Il regarda autour de lui. L'obscurité effaçait tout indice qui aurait pu lui permettre de deviner où il se trouvait. Même la lune n'arrivait pas à donner forme aux paysages environnants. Et il sentait cet adolescent non loin de lui, prêt à bondir à la moindre alerte. Mais ce n'était pas lui que Syl redoutait. Cette femme le regardait comme si elle pouvait le percevoir au-delà de son infirmité. En fait, non, il ne la redoutait pas. Elle l'intriguait.

Il attrapa la gourde qu’elle lui tendait et but à grandes gorgées. Une fois désaltéré, il demanda :

— Que va-t-il se passer maintenant ?

Elle reprit la gourde.

— J’aurais pu y mettre du poison et pourtant vous en avez bu…

— Disons que je suis pressé de voir comment vous allez arriver à vos fins.

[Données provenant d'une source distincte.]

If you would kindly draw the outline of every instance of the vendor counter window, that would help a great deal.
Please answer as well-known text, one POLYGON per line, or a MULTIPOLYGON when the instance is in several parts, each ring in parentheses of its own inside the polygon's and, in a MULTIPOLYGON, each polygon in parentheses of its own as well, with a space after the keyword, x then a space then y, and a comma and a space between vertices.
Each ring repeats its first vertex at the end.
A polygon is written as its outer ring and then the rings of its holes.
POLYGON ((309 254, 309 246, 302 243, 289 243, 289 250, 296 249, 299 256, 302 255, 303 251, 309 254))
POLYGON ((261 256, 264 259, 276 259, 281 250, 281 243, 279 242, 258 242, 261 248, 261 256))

— Vous le saurez bien assez tôt.

Les paupières de Syl commencèrent à s'alourdir, mais il parvint à demander :

— Une dernière question…

— Oui ?

— Ou plutôt non, une mise en garde...

— Je vous écoute.

— Si je vous retrouve, je vous tuerai.

— J'y compte bien ! dit-elle en souriant.

Les paupières de Syl se refermèrent alors implacablement.

Quand il se réveilla, le jour venait de se lever et l'ensemble de la troupe s'apprêtait à repartir. Les paupières toujours fermées, il réfléchissait. Son second entra dans la tente.

— Général, nous sommes prêts.

Syl ouvrit les yeux et le regarda sombrement.

— Je... nous allons attendre..., bégaya-t-il avant de sortir.

Syl toucha son cou douloureux. Frôlant la blessure qui lui avait été faite pendant la nuit, son doigt passa sur une pâte gluante. Il s’énerva contre lui-même puis se reprit.

« Ces imbéciles n’auraient pas dû me laisser en vie ».

Il observa l’intérieur de sa tente austère. Ces voleurs méritaient un châtiment exemplaire. Mais il pourrait bien avoir besoin de leur aide, surtout s’ils faisaient le travail à sa place.

Syl réfléchissait. Après plusieurs minutes, un plan se dessina dans sa tête, si bien qu'il en était à présent sûr : à ce jeu d'échecs, il sortirait gagnant à tous les coups.